Mercredi 1er décembre 2004

Amo, ergo timor

Au fond, cette peur ne m'a pas quittée depuis le début. Depuis un peu plus de deux ans très exactement. Quand il est tard le soir et qu'il n'est pas rentré, je me mets à me faire des films. J'imagine qu'il a eu un accident sur le périph', qu'il est à l'hôpital, mais que personne ne m'appelle pour me tenir au courant car il n'a pas dans ses papiers une petite fiche avec mon nom et mon adresse sur laquelle est inscrite la terrible phrase : "Personne à prévenir en cas d'urgence". D'autres fois, quand il m'envoie un mail très court pour m'avertir de son retard, je m'imagine encore des raisons douloureuses. Je le vois dans les bras d'une autre - une autre qui lui donnerait tout ce que je ne sais pas lui donner, une autre qui lui apprendrait la simplicité et la facilité, une autre qui aurait pour lui ce délicieux goût de l'interdit. Ça, ce sont les films du soir. Mais il y a aussi les films du matin. Ces matins où je me réveille avec un gros bouton sur le nez, les cheveux emmêlés et les premières rides qui se creusent sur les joues, entre les boutons d'acné. Je me dis qu'il va me quitter, parce que je ne suis pas belle, parce qu'il ne peut que trouver mieux, parce qu'il ne peut que désirer mieux. Et puis, il y a aussi, épisodiquement, tous ces doutes qui miment mes journées. Cette peur du quotidien à venir, cette routine qui peut nous séparer en faisant mime de trop nous rapprocher, cet ennui du corps de l'autre que je ne veux croire probable, ce connu trop connu qui lasse et fait qu'on délaisse. Ces jours de doute, dans un moment de lucidité effrayée, je nous vois tous les deux vieux - des corps flasques qui se connaissent trop, des paroles monotones qui ne savent plus surprendre, des habitudes qui ont perdu le goût de l'inédit. Et je projette ce que je vois dans mon entourage et imaginant une vie de vieux couple qui m'effraie toujours plus : des chambres séparées, des heures passées seul au boulot, d'autres heures en parallèle immobilisée devant l'écran de l'ordinateur, les accrochages devenus seule parole de la normalité de l'échange... Les jours noirs, je pense à tout cela - à tout cela que je ne veux pas - et j'ai peur - j'ai peur que ça arrive quand même.

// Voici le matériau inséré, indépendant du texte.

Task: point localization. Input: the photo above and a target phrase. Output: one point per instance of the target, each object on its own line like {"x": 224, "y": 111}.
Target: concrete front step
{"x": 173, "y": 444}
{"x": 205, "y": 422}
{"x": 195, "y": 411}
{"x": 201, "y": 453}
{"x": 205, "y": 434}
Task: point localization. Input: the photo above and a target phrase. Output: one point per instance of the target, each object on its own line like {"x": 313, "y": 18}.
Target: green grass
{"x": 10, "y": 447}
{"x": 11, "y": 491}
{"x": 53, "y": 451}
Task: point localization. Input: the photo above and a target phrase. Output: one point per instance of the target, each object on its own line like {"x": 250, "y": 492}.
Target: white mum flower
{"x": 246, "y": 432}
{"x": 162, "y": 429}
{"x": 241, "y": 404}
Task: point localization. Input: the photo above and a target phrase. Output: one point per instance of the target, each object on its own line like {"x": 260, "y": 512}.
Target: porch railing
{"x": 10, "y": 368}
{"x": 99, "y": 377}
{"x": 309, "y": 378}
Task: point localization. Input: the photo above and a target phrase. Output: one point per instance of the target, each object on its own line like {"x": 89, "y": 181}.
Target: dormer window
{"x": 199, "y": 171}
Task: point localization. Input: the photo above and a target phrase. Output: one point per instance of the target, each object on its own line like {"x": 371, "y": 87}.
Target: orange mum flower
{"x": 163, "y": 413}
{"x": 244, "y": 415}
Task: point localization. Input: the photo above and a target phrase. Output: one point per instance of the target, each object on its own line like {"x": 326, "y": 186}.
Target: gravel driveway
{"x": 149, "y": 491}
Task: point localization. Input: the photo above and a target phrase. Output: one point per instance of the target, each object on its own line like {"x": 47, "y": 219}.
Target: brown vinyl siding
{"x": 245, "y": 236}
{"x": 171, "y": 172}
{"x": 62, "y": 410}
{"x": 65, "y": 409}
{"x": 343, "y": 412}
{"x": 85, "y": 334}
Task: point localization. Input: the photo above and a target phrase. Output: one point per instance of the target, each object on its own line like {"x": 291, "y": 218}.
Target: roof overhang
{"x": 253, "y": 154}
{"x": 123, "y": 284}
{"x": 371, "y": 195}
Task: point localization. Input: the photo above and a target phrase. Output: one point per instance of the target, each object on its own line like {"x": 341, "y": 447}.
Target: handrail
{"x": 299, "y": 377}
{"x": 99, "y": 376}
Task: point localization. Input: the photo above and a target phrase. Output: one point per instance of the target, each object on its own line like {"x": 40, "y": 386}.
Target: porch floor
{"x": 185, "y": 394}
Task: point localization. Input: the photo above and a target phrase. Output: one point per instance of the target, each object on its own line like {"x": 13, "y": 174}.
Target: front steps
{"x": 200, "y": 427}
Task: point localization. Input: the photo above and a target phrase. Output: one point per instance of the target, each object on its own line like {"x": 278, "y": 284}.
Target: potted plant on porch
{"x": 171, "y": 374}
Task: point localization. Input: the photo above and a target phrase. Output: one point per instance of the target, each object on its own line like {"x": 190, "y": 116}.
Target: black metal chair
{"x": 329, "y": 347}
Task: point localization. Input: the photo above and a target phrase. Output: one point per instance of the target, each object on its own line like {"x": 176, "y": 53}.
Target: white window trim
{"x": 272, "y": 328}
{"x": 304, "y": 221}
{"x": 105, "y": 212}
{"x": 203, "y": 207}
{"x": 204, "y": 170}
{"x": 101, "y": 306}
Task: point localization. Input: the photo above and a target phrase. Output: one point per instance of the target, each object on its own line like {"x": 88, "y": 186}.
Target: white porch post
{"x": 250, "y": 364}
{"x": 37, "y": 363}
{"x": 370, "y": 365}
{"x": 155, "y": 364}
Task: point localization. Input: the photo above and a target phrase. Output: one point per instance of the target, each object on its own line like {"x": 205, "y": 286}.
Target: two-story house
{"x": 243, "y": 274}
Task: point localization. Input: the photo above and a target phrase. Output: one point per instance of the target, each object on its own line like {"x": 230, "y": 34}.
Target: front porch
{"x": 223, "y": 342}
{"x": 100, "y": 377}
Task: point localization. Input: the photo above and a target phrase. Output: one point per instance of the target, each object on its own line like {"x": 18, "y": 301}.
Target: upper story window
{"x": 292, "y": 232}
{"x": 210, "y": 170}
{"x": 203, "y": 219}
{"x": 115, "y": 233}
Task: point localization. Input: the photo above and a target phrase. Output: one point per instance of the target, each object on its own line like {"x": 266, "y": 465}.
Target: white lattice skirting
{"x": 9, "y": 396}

Hier soir, je me suis sentie très mal. Car je me suis aperçue que lui aussi avait ces doutes et ces peurs. Peur que je le quitte. Peur que je ne l'aime plus. Peur que notre quotidien nous tue. J'étais mal, car face à ses peurs, je ne pouvais rien faire pour le rassurer. C'était comme l'aveu d'une distance soudain, la certitude d'une incapacité. Comme si nos peurs identiques allaient nous séparer au lieu de nous réunir.

Ces peurs sont comme de mauvaises herbes qui grandissent malgré tous les soins qu'on apporte à notre jardin amoureux. Je les déteste, ces peurs, car les mots ne peuvent rien contre elles. Elles n'en font qu'à leur tête, ne s'écoutent qu'elles-mêmes et ne tolèrent pas la réalité. Elles me font souffrir et elles le font souffrir. Et elles me font plus mal encore aujourd'hui, maintenant que je sais qu'à cause d'elles il a mal, lui aussi.

Pourtant, j'ai une plus grande peur encore : celle que ces doutes, un jour, ne soient plus là. Car la certitude de l'amour m'apparaît parfois comme un plus grand danger encore que la peur d'être délaissée : si je suis assurée à vie de son amour, aurais-je encore envie de le surprendre, de le séduire, de l'aimer ? Si je ne doute plus, pourrais-je encore me croire amoureuse ? Tant que j'ai des noeuds dans le ventre et des larmes brillantes dans les yeux, je sais que je l'aime. Comme avant. Plus qu'avant même. Comme si ma peur me faisait à nouveau tomber amoureuse de lui chaque matin. J'ai peur, donc j'aime. J'aime, donc j'ai peur. L'amour, ce n'est pas "que du bonheur". C'est un bonheur qu'on titille un peu chaque jour, pour ne pas oublier que chaque matin on doit le gagner à nouveau.